The Australian wine industry will target popular Chinese social media platforms such as WeChat and Weibo as part of a $50 million marketing push plan to lift wine exports and wine tourism.
International tourists will be urged to “take the great Australian wine tour,” and visit popular wine regions under the ambitious $50 million taxpayer-funded plan.
Winemakers’ Federation of Australia president Sandy Clark said the package was a “once in a generational opportunity to grow demand for Australian wine”.
“It will benefit all winemakers and provide a lasting platform for profitability throughout the supply chain, and I would like to thank all those who have got behind this initiative. It is now up to us to maximise the opportunity,” he said.
The federal government and industry plan was unveiled on Thursday and aims to lift wine exports to $3.5 billion a year by 2021-22 an increase of 8 per cent.
The industry also hopes to lure an extra 40,000 international tourists to leading wine regions such as the Hunter Valley in New South Wales, Yarra Valley in Victoria, and South Australia’s Barossa Valley.

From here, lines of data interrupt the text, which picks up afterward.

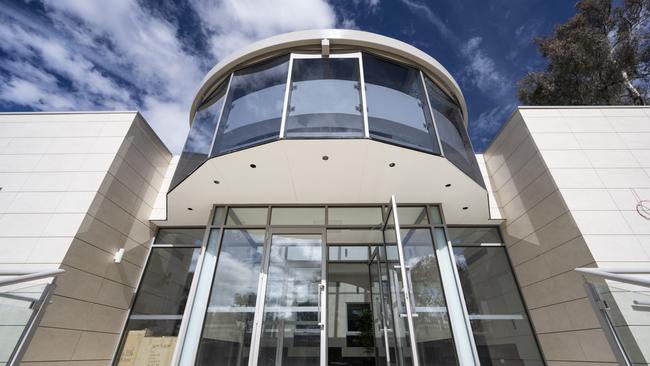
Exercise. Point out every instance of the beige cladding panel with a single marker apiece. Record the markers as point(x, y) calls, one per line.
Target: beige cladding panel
point(542, 235)
point(80, 186)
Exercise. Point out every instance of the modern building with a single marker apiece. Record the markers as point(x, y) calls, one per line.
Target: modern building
point(327, 209)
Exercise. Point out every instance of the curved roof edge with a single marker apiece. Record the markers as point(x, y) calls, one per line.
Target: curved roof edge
point(342, 37)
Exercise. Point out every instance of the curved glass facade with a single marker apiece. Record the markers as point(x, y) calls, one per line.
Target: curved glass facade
point(301, 96)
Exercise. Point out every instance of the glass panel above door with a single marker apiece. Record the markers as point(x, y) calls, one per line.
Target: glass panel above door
point(398, 111)
point(253, 108)
point(325, 99)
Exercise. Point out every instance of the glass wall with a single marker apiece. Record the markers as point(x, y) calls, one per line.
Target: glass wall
point(397, 111)
point(154, 322)
point(253, 110)
point(227, 328)
point(325, 99)
point(455, 142)
point(501, 327)
point(199, 140)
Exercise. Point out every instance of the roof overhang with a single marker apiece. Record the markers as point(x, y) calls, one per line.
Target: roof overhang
point(357, 171)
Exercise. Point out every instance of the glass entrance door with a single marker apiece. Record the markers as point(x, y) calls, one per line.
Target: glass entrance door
point(382, 311)
point(421, 326)
point(291, 326)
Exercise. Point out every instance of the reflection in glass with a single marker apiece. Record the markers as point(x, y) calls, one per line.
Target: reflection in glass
point(227, 330)
point(451, 129)
point(435, 345)
point(348, 253)
point(159, 305)
point(502, 332)
point(397, 109)
point(253, 109)
point(290, 330)
point(325, 98)
point(199, 140)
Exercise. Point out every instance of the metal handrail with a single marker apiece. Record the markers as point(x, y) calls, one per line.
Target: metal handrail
point(25, 276)
point(619, 274)
point(37, 305)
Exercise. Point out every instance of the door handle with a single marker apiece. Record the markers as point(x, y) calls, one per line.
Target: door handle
point(321, 291)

“Australia’s wine industry has enjoyed significant growth in recent years on the back of the Coalition’s market access gains, with our wine exports forecast to exceed 800 million litres and $2.5 billion in 2017–18,” Agriculture Minister Barnaby Joyce said at the launch of the plan, at the Penfolds Magill Estate in South Australia.
The program is part of the reforms to the Wine Equalisation Tax.

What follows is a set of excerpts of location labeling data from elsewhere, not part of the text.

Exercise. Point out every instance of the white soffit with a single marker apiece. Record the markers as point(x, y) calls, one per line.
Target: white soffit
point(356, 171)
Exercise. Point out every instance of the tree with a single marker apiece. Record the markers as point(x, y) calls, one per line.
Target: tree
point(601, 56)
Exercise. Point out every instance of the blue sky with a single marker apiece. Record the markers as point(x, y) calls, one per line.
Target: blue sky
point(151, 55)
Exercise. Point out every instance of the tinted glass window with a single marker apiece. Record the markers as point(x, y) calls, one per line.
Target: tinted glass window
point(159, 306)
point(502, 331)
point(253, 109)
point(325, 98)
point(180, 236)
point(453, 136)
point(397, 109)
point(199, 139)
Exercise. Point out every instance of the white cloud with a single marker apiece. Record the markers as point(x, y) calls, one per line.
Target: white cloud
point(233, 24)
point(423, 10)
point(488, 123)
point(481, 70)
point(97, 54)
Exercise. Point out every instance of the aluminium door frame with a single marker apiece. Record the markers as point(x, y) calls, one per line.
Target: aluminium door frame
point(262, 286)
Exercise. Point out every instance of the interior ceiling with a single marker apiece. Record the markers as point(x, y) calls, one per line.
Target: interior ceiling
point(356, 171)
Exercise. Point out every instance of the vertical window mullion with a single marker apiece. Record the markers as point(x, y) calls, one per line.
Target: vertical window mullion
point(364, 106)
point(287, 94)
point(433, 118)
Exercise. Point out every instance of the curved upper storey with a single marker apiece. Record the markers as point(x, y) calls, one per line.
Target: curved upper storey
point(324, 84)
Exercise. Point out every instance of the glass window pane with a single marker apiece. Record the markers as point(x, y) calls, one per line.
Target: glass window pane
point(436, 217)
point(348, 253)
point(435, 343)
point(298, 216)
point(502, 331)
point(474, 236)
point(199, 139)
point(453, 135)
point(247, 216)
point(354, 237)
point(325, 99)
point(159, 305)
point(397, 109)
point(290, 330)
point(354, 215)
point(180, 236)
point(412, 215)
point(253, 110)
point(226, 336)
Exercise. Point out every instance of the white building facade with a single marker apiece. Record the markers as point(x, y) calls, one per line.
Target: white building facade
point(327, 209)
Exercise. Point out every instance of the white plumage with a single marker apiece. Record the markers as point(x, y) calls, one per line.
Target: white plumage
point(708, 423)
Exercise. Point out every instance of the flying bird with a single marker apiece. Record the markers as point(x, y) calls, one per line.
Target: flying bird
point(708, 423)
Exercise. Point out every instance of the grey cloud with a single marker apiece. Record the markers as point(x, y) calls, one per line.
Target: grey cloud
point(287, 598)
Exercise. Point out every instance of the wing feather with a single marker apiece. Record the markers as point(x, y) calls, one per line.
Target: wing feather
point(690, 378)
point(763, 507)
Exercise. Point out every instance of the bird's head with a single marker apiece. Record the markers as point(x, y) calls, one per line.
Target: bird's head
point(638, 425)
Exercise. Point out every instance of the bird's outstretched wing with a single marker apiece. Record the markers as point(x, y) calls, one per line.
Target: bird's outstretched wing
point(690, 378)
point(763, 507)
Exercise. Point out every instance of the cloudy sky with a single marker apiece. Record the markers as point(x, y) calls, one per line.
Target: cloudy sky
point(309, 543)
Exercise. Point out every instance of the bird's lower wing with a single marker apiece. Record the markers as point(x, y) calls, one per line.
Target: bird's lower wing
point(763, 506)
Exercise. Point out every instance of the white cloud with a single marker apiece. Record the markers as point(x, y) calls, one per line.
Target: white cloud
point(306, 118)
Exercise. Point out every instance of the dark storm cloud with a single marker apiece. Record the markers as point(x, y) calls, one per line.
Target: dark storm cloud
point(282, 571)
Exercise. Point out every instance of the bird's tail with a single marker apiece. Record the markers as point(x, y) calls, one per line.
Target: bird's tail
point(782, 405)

Highlights include: an eight-fold increase in marketing campaign spending to boost wine sales in China and the United States; a wine exports grants scheme for new and existing exporters to China and the US; grants to help develop wine tourism experiences that will attract international tourists; and a focus on cider businesses to help them boost exports.

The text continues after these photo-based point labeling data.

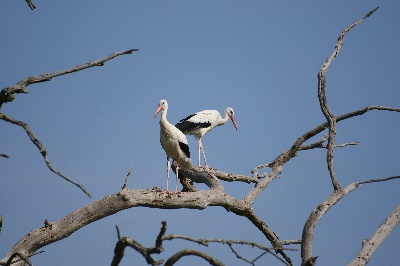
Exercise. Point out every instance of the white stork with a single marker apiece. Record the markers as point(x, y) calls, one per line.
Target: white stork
point(200, 123)
point(174, 143)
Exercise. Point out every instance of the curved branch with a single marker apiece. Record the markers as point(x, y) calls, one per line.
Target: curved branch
point(31, 6)
point(331, 119)
point(124, 199)
point(187, 252)
point(308, 230)
point(42, 149)
point(284, 157)
point(377, 238)
point(145, 252)
point(8, 94)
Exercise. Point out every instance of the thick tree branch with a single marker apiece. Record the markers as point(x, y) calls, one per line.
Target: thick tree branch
point(187, 252)
point(377, 238)
point(308, 230)
point(42, 149)
point(124, 199)
point(8, 94)
point(278, 162)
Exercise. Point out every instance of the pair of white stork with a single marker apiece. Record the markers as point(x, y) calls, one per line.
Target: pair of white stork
point(173, 139)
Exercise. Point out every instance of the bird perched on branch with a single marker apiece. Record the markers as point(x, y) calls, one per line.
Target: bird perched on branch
point(200, 123)
point(174, 143)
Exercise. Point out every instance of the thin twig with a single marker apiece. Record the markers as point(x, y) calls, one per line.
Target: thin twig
point(8, 94)
point(186, 252)
point(127, 177)
point(308, 230)
point(331, 119)
point(42, 149)
point(370, 245)
point(31, 6)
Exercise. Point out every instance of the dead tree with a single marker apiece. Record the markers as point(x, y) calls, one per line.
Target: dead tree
point(216, 195)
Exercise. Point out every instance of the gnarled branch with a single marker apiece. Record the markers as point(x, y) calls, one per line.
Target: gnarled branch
point(42, 149)
point(8, 94)
point(377, 238)
point(308, 230)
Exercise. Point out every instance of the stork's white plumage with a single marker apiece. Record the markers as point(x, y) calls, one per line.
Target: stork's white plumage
point(174, 143)
point(200, 123)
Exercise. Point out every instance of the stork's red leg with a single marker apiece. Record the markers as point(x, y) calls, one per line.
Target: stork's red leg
point(168, 169)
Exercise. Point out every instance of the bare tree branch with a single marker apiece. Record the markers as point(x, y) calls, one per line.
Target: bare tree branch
point(308, 230)
point(377, 238)
point(145, 252)
point(186, 252)
point(125, 199)
point(31, 6)
point(127, 177)
point(4, 155)
point(324, 104)
point(42, 150)
point(206, 241)
point(8, 94)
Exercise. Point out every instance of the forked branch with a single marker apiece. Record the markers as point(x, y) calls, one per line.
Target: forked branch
point(308, 230)
point(331, 119)
point(377, 238)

The chief executive of Australian Vignerons, Andrew Weeks, said the plan was expected to deliver returns far above its $50 million cost.
“It offers a unique opportunity at a perfect time when there’s been some really positive results in our markets from a combination of things, including free trade agreements coming into bite, more favourable currency, but also some really promising work done by our generic marketing body as well,” he said.
“Some of those targets may seem ambitious, but why not aim high, why not back ourselves, why not build on the great reputation of Australian wines.”